Revenues fell 8 percent to P5.87 billion for the three months ending March from last year’s P6.39 billion as prices of coconut oil declined. The company passes on price movements to its customers.
Coconut oil and palm oil average prices were down 43 percent, and 19 percent year-on-year, respectively. As a percentage of revenues, high margin specialty products (HMSP) reached an all-time high of 69 percent, from 63 percent last year.
“As a result, our gross profit margin reached 21 percent, an all-time high for the company,” said Alvin Lao, the company’s president.

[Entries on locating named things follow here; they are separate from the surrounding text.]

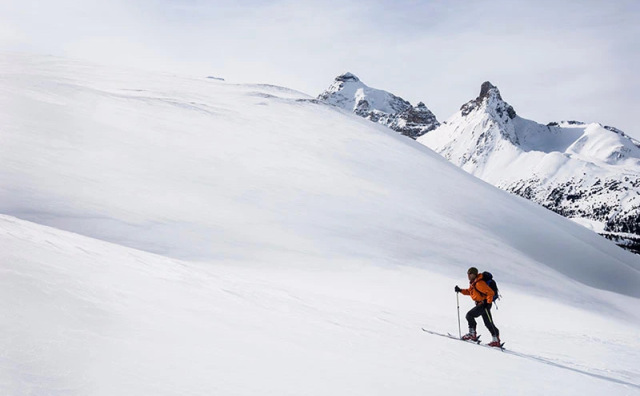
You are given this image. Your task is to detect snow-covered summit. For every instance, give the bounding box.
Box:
[318,72,440,139]
[419,82,640,254]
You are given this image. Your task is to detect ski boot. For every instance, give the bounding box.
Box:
[462,329,480,342]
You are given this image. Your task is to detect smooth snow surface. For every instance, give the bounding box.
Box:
[0,55,640,395]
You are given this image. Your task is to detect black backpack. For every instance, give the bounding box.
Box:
[482,271,500,301]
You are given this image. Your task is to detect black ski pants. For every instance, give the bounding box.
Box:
[467,303,500,336]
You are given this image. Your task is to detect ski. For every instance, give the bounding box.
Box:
[422,327,505,351]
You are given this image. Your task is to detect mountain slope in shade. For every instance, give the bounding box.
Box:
[418,82,640,251]
[0,52,640,297]
[318,73,440,139]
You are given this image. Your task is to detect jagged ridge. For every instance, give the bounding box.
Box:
[419,81,640,252]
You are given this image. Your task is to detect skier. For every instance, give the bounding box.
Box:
[455,267,501,347]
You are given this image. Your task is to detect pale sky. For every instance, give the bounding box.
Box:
[0,0,640,139]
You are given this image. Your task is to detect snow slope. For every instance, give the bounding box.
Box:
[0,216,640,395]
[0,55,640,395]
[419,82,640,252]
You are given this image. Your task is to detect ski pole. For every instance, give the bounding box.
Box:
[456,292,462,338]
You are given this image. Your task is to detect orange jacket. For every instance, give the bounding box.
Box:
[460,274,496,304]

“We saw negative consumer sentiment from last year spill over to the first quarter. This, combined with government underspending, affected our volume growth. However, macroeconomic indicators show the business environment will improve going forward,” Lao said.
Margins of the commodity segment, accounting for 31 percent of total revenues, stood at 12.7 percent, up 6.2 percentage points year-on-year. Its higher valued products had a margin of 25 percent, up by 1.3 percentage points from last year.
“This reflects the company’s efforts to consciously focus on margin-accretive commodity sales. However, given the nature of commodities, these double-digit margins are unlikely to be sustained. Nonetheless, this segment remains a vital part of the company’s overall business, given the strategic role it plays in developing and growing the HMSP business,” the company said.
In terms of total volume that the company sold last year, it said the recovery was tempered by macroeconomic factors, such as the delayed passage of the 2019 national budget, that have continued to weigh down aggregate demand.
For the period, total volume for the company only grew by 2 percent year-on-year coming from a high base last year where total volume grew by 13 percent, way above the historical average growth of 7 percent.
“Looking forward, however, positive economic developments such as continued easing in inflation given the oversupply of key food items such as chicken, pork, fish and even coconut oil, anticipated ramp up in government and consumer spending, given the passage of 2019 budget and elections in May, and a more accommodative monetary policy, should all translate to a better growth for the economy in general,” the company said.
Exports as percentage of total revenues stood at 19 percent for the period, but in peso terms, export revenues declined by 19 percent, mainly due to lower commodity prices passed on to customers.
“The company remains optimistic that it will reach its long-term target export contribution of 50 percent. The ongoing construction of its new plants in export zones is expected to be completed in 2021,” it said.